Of Genomes And Genetics
In this Hackerearth challenge [link], you are given a dataset that contains medical information of children who have genetic disorders.
You are set to predict the following:
- Disorder subclass.
- Genetic disorder.
With the evaluations metrics
Genetic Disorder
score1 = max(0, 100*metrics.f1_score(actual["Genetic Disorder"], predicted["Genetic Disorder"], average="macro"))
Disorder Subclass
score2 = max(0, 100*metrics.f1_score(actual["Disorder Subclass"], predicted["Disorder Subclass"], average="macro"))
Final score
score = (score1/2)+(score2/2)
I used two main notebooks
1_GeneticDisorder_preprocessing.ipynbAlthough a much more extensive EDA was performed on the notebook named GeneticDisorderEDAv1 the most important transformations to the data for modeling occurred on this one. Of the 44 columns, 13 that would not provide relevant information were discarded at first, from the first moment it can be observed in the data that they present many missing data to solve this problem, MICE (Multiple Imputations by Chained Equations) imputation will be applied. This approach may be generally referred to as fully conditional specification (FCS) or multivariate imputation by chained equations (MICE).
This methodology is attractive if the multivariate distribution is a reasonable description of the data. FCS specifies the multivariate imputation model on a variable-by-variable basis by a set of conditional densities, one for each incomplete variable. Starting from an initial imputation, FCS draws imputations by iterating over the conditional densities. A low number of iterations (say 10–20) is often sufficient.
— mice: Multivariate Imputation by Chained Equations in R, 2009.
Non-numeric values can be observed in the data whose transformation is important for our modelling. For this, the variables were separated between categorical and non-categorical to later apply the ordinal encoding method to encode the categorical variables. The variant of using ordinal encoding came from experimentation and obviously these operations were performed by joining the test and training data.
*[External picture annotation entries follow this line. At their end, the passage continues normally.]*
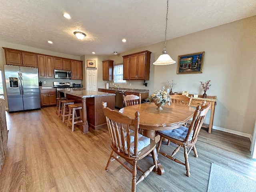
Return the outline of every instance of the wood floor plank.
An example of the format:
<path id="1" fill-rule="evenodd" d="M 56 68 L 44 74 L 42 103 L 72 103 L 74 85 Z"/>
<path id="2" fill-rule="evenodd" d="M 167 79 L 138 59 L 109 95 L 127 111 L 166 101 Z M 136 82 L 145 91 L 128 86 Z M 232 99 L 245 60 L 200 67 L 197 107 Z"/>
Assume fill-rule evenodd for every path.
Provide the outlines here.
<path id="1" fill-rule="evenodd" d="M 116 161 L 105 170 L 111 151 L 106 127 L 82 134 L 77 124 L 72 132 L 55 110 L 6 112 L 9 132 L 0 192 L 130 191 L 132 174 Z M 184 166 L 160 154 L 165 174 L 151 173 L 137 191 L 205 192 L 212 162 L 255 178 L 256 160 L 251 158 L 250 144 L 248 138 L 214 130 L 209 134 L 202 129 L 196 144 L 198 158 L 192 151 L 189 156 L 190 178 Z M 161 150 L 170 153 L 175 148 L 163 142 Z M 176 157 L 183 160 L 180 151 Z M 152 164 L 152 157 L 138 164 L 144 168 Z"/>

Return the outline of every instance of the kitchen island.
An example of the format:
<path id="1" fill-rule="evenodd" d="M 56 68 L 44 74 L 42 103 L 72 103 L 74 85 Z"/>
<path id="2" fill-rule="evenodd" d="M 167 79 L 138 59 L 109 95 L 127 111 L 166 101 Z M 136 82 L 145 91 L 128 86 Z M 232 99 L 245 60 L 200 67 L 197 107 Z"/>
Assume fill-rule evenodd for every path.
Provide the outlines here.
<path id="1" fill-rule="evenodd" d="M 58 90 L 66 94 L 68 99 L 75 101 L 75 103 L 82 104 L 83 133 L 89 131 L 88 127 L 93 129 L 101 128 L 106 124 L 106 118 L 102 109 L 102 102 L 107 103 L 108 107 L 114 109 L 114 93 L 104 93 L 86 90 L 85 88 L 63 89 Z"/>

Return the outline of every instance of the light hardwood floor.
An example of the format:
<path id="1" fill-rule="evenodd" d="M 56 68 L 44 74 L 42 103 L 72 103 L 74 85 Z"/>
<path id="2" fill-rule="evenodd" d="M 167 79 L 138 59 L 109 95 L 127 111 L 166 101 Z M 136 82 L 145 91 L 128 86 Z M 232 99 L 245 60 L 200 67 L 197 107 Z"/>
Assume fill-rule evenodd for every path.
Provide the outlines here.
<path id="1" fill-rule="evenodd" d="M 109 171 L 105 170 L 110 152 L 106 128 L 83 134 L 75 127 L 72 132 L 71 127 L 58 119 L 55 109 L 6 112 L 9 138 L 0 191 L 130 191 L 132 174 L 119 163 L 114 161 Z M 184 166 L 159 154 L 165 174 L 152 172 L 136 191 L 206 192 L 211 162 L 256 178 L 256 161 L 251 158 L 248 138 L 207 131 L 201 130 L 196 145 L 198 158 L 192 152 L 189 156 L 190 178 Z M 174 146 L 163 143 L 161 150 L 170 152 L 170 148 Z M 180 151 L 177 157 L 183 159 Z M 152 163 L 152 158 L 140 162 L 143 167 Z"/>

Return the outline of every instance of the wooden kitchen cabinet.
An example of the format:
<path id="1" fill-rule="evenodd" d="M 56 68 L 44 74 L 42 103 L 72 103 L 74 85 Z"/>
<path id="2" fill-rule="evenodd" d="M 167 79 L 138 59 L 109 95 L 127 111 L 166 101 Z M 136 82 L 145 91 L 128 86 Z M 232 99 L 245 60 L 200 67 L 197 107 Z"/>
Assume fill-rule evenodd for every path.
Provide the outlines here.
<path id="1" fill-rule="evenodd" d="M 114 61 L 112 60 L 102 61 L 103 80 L 113 80 L 113 63 Z"/>
<path id="2" fill-rule="evenodd" d="M 71 70 L 71 64 L 70 59 L 60 57 L 54 58 L 54 69 Z"/>
<path id="3" fill-rule="evenodd" d="M 98 89 L 98 91 L 99 91 L 100 92 L 106 92 L 105 90 L 103 89 Z"/>
<path id="4" fill-rule="evenodd" d="M 3 48 L 4 49 L 6 65 L 37 67 L 36 53 Z"/>
<path id="5" fill-rule="evenodd" d="M 123 58 L 123 80 L 130 80 L 130 71 L 129 71 L 130 56 L 124 57 Z"/>
<path id="6" fill-rule="evenodd" d="M 42 107 L 56 105 L 56 89 L 40 89 L 40 98 Z"/>
<path id="7" fill-rule="evenodd" d="M 115 93 L 116 92 L 116 91 L 115 90 L 105 90 L 105 92 L 106 93 Z"/>
<path id="8" fill-rule="evenodd" d="M 71 60 L 71 79 L 83 80 L 82 61 Z"/>
<path id="9" fill-rule="evenodd" d="M 144 51 L 123 56 L 123 79 L 149 80 L 151 54 Z"/>
<path id="10" fill-rule="evenodd" d="M 38 77 L 54 78 L 53 58 L 44 55 L 37 55 Z"/>

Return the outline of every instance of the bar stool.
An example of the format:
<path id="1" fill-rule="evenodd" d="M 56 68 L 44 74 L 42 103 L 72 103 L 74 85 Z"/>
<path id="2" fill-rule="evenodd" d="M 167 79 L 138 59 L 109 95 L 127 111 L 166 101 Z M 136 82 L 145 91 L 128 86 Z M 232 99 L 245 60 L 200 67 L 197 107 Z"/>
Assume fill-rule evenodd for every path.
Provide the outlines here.
<path id="1" fill-rule="evenodd" d="M 61 104 L 60 101 L 62 100 L 66 100 L 67 98 L 66 97 L 58 97 L 56 98 L 57 100 L 57 104 L 56 105 L 56 114 L 58 114 L 58 116 L 60 115 L 60 111 L 61 109 Z"/>
<path id="2" fill-rule="evenodd" d="M 74 131 L 74 127 L 75 124 L 82 123 L 83 121 L 82 120 L 82 104 L 76 103 L 68 105 L 69 111 L 68 112 L 68 122 L 67 127 L 68 127 L 69 124 L 72 125 L 72 132 Z M 77 116 L 76 110 L 79 110 L 79 116 Z M 72 115 L 72 118 L 70 118 L 70 116 Z M 80 119 L 80 120 L 78 120 Z"/>
<path id="3" fill-rule="evenodd" d="M 66 106 L 68 105 L 71 104 L 74 104 L 74 100 L 62 100 L 60 101 L 61 103 L 61 111 L 60 111 L 60 118 L 62 119 L 62 123 L 64 122 L 65 120 L 65 117 L 66 117 L 68 116 L 68 108 L 66 108 Z"/>

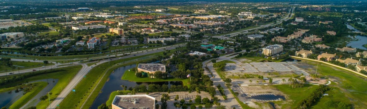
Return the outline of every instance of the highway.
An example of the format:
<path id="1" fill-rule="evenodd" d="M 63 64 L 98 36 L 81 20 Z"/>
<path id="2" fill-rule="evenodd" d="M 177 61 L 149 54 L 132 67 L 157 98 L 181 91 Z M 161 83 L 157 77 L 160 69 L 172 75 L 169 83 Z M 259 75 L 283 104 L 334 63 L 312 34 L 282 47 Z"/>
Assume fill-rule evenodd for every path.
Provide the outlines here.
<path id="1" fill-rule="evenodd" d="M 164 47 L 161 48 L 161 49 L 158 49 L 158 50 L 156 50 L 156 49 L 155 50 L 150 50 L 150 51 L 137 51 L 133 52 L 135 53 L 133 55 L 130 55 L 120 58 L 111 58 L 110 59 L 110 60 L 105 59 L 101 61 L 101 62 L 96 63 L 96 65 L 93 65 L 91 66 L 94 67 L 101 64 L 115 60 L 126 59 L 134 57 L 143 55 L 161 52 L 165 50 L 163 48 L 166 48 L 166 50 L 172 50 L 175 49 L 176 47 L 182 46 L 184 45 L 185 45 L 185 44 L 183 44 L 180 45 L 172 46 L 169 47 L 167 47 L 167 48 L 166 48 L 166 47 Z M 78 63 L 76 64 L 76 65 L 81 65 L 82 66 L 83 66 L 83 67 L 79 71 L 76 75 L 73 78 L 73 79 L 72 79 L 68 85 L 67 86 L 66 86 L 66 87 L 61 92 L 61 93 L 60 94 L 57 96 L 57 97 L 51 103 L 51 109 L 56 108 L 57 107 L 57 105 L 61 103 L 61 101 L 62 101 L 62 100 L 63 100 L 64 98 L 65 98 L 65 97 L 66 97 L 66 96 L 69 94 L 69 93 L 72 92 L 74 87 L 76 86 L 76 85 L 77 85 L 79 82 L 81 80 L 81 79 L 83 79 L 84 77 L 89 72 L 89 71 L 90 71 L 90 70 L 93 68 L 88 66 L 86 63 Z M 50 109 L 50 106 L 47 107 L 47 108 Z"/>

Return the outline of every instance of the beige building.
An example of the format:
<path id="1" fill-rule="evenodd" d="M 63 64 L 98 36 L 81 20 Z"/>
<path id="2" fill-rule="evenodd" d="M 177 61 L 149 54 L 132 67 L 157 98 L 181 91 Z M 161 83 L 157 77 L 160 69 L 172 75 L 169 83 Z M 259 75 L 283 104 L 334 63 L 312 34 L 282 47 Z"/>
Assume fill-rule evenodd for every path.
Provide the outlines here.
<path id="1" fill-rule="evenodd" d="M 361 56 L 363 56 L 364 58 L 367 58 L 367 51 L 363 51 L 363 52 L 357 52 L 356 54 L 356 56 L 357 57 L 359 57 Z"/>
<path id="2" fill-rule="evenodd" d="M 112 101 L 112 109 L 154 109 L 156 98 L 146 94 L 116 95 Z"/>
<path id="3" fill-rule="evenodd" d="M 138 71 L 154 74 L 158 71 L 165 73 L 166 65 L 159 63 L 139 64 L 138 65 Z"/>
<path id="4" fill-rule="evenodd" d="M 326 53 L 323 53 L 320 55 L 317 56 L 317 60 L 320 60 L 321 58 L 325 58 L 325 60 L 321 60 L 323 61 L 331 61 L 332 60 L 334 59 L 335 58 L 335 56 L 336 55 L 336 54 L 327 54 L 327 52 Z"/>
<path id="5" fill-rule="evenodd" d="M 350 48 L 348 47 L 344 47 L 341 48 L 335 48 L 335 50 L 342 52 L 346 51 L 348 52 L 356 52 L 357 51 L 357 49 L 355 48 Z"/>
<path id="6" fill-rule="evenodd" d="M 330 47 L 324 44 L 318 44 L 316 45 L 316 47 L 318 48 L 320 48 L 323 49 L 325 48 L 330 48 Z"/>
<path id="7" fill-rule="evenodd" d="M 124 30 L 119 28 L 110 28 L 110 32 L 117 34 L 118 35 L 124 34 Z"/>
<path id="8" fill-rule="evenodd" d="M 362 66 L 360 65 L 357 65 L 356 66 L 356 69 L 357 70 L 357 72 L 360 72 L 361 70 L 362 70 L 367 71 L 367 66 Z"/>
<path id="9" fill-rule="evenodd" d="M 281 52 L 283 51 L 283 46 L 274 44 L 262 48 L 262 54 L 267 56 L 272 56 Z"/>
<path id="10" fill-rule="evenodd" d="M 337 59 L 337 61 L 345 64 L 346 66 L 349 65 L 361 65 L 361 61 L 352 58 L 347 58 L 345 60 Z"/>
<path id="11" fill-rule="evenodd" d="M 298 56 L 298 55 L 301 55 L 301 57 L 304 58 L 307 58 L 308 55 L 312 54 L 312 51 L 311 50 L 301 50 L 299 51 L 296 51 L 296 56 Z"/>

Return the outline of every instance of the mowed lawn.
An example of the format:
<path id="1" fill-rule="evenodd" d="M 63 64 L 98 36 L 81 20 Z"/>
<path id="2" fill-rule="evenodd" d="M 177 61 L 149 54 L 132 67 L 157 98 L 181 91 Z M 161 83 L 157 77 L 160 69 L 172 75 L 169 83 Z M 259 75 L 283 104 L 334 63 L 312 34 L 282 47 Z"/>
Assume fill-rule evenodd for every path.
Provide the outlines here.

2_GeneticDisorder_finalmodelling.ipynbIn this notebook the main objective is to perform the runs using different models. For this, the data is also transformed, starting with our target variables: Genetic Disorder and Disorder Subclass, which are categorical variables whose characteristics and the data itself allow us to create a single variable without the risk of overlapping. Then, when analyzing the new target variable, it can be seen that the data is unbalanced. During the experimentation, an improvement in the results was observed when the the target variable is balanced, so the data was balanced by Over Sampling using SMOTE (Synthetic Minority Oversampling Technique).
This technique was described by Nitesh Chawla, et al. in their 2002 paper named for the technique titled “SMOTE: Synthetic Minority Over-sampling Technique.”
SMOTE works by selecting examples that are close in the feature space, drawing a line between the examples in the feature space and drawing a new sample at a point along that line.
Then we proceed to run the models whose results can be seen in the following table:
Model | Score |
---|---|
GradientBoostingClassifier | 33.60688 |
XGBoostClassifier | 33.52182 |
LGBMClassifier | 32.99259 |
CatboostClassifier | 35.20506 |
Best Score 35.20506 |
The best ranked result would be the CatboostClassifier model in 18th place out of 2138 participants.